According to Ukrainian intelligence, weapons and other equipment will be transferred to Russia and Belarus from Syria in the near future, the statement reported, in addition to as many as 40,000 militants.
A report on March 13 from Ukrainian intelligence indicated that Russia had already opened 14 recruitment centers across Syria, in Damascus, Aleppo, Hamma, Raqqa and Deir ez-Zor, in order to strengthen its forces.
Russia is reportedly paying foreign mercenaries a monthly salary of between $300-$600 to fight.
Two days prior, on March 11, it was reported that Russian President Vladimir Putin would allow 16,000 volunteers from the Middle East to join the Russian-backed forces in the Donbas region of eastern Ukraine.
The mercenaries have reportedly been informed that they will perform "exclusively police functions to restore order in the occupied territories." However, the statement added, "information about direct participation in hostilities against the Ukrainian army has begun to spread among mercenaries.
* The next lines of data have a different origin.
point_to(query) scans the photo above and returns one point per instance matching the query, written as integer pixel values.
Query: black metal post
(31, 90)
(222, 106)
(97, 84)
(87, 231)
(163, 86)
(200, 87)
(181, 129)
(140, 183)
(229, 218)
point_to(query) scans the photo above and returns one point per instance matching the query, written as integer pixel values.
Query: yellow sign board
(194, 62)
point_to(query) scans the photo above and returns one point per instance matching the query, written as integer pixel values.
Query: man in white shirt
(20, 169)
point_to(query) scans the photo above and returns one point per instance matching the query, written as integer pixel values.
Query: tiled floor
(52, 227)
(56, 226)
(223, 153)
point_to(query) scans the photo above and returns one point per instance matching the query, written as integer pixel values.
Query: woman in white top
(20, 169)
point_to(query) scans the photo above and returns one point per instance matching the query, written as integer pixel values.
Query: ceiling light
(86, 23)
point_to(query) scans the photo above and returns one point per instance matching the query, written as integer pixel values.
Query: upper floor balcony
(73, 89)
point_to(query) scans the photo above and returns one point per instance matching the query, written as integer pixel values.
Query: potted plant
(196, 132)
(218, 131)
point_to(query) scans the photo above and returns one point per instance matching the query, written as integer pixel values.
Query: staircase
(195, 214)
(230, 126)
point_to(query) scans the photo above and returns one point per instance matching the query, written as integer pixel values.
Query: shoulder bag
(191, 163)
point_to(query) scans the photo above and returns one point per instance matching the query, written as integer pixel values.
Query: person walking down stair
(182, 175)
This significantly reduced the 'fighting spirit' of the Syrians."
The morale of the Syrian mercenaries has apparently also been reduced, according to Ukrainian media, due to the arrival of over 30 injured Russian Forces militants to an army base, resulting in some deciding to refuse to participate in hostilities.
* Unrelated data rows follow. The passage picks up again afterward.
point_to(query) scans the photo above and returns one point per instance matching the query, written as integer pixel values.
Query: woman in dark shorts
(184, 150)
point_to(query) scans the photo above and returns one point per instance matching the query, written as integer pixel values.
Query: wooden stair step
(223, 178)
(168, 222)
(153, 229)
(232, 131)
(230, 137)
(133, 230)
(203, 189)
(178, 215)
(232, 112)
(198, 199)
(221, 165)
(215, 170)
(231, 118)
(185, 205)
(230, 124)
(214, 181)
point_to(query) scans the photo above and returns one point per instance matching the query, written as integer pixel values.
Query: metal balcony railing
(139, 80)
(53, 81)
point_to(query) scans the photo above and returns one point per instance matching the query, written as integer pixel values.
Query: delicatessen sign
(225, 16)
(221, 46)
Responding to the news of Syria's intention to send mercenaries, the Ukrainian Defense Ministry's official Twitter account shared a statement, saying: "The Kremlin wants to engage Syrian troops of the Assad regime in the war against Ukraine. If they freeze, our artillery will warm them up."
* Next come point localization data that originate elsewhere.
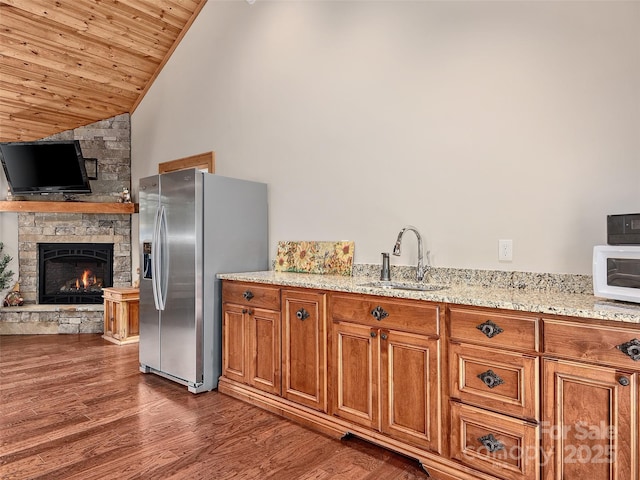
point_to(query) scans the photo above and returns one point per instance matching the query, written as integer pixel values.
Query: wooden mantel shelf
(67, 207)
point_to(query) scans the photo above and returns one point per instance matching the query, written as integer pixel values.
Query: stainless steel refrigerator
(193, 225)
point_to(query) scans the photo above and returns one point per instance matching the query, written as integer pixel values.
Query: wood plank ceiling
(69, 63)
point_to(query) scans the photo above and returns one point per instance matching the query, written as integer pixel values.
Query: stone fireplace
(46, 309)
(74, 273)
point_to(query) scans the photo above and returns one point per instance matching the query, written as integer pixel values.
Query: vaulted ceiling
(69, 63)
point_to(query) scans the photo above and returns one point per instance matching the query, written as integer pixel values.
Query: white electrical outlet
(505, 250)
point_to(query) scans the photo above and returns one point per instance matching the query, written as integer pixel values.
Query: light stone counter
(525, 300)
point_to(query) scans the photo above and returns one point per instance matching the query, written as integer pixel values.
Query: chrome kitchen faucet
(421, 270)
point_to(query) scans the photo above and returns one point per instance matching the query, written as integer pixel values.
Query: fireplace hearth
(74, 273)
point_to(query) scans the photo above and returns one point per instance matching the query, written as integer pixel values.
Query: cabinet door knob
(247, 295)
(491, 443)
(379, 313)
(490, 379)
(631, 349)
(490, 329)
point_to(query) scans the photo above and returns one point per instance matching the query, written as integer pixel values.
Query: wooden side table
(121, 309)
Additionally, Head of the Chechen Republic Ramzan Kadyrov has said he will be sending another 1,000 Chechens to assist Russian forces in Ukraine, Russian state media reported on Thursday evening.
Despite these reports and reports from the Kremlin, the US says it has not seen an influx of Middle Eastern fighters joining Russian forces, according to Central Command Head of the United States Military, Kenneth Macknezie.